# Package Guide

samber/lo ships five packages. Each serves a different performance/ergonomics trade-off.

## Import Paths and Aliases

```go
import (
    "github.com/samber/lo"            // lo  — core, immutable
    "github.com/samber/lo/parallel"    // lop — concurrent transforms
    "github.com/samber/lo/mutable"     // lom — in-place mutations
    "github.com/samber/lo/it"          // loi — lazy iterators (Go 1.23+)
    "github.com/samber/lo/exp/simd"    // experimental SIMD
)
```

## `lo` — Core (Immutable)

The default package. 300+ functions that return new collections without modifying inputs.
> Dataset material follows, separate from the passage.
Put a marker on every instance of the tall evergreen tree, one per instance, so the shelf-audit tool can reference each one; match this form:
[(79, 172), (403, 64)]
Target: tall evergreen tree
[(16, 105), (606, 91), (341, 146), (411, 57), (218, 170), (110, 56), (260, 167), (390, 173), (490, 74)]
**Mental model:** Functional transforms like JavaScript's `Array.prototype.map/filter/reduce`, but type-safe via generics.

**Characteristics:**

- Every function allocates a new result slice/map — the input is never modified
- Safe for concurrent reads on the input while transforms run
- Composable: output of one function feeds directly into the next

**Use when:** Always start here. Only move to other packages when profiling reveals a measured bottleneck.

```go
// Immutable — users slice is untouched
active := lo.Filter(users, func(u User, _ int) bool {
    return u.Active
})
```

## `lo/parallel` (lop) — Concurrent Transforms

Parallel variants of core functions. Each element is processed in a separate goroutine with automatic worker pooling.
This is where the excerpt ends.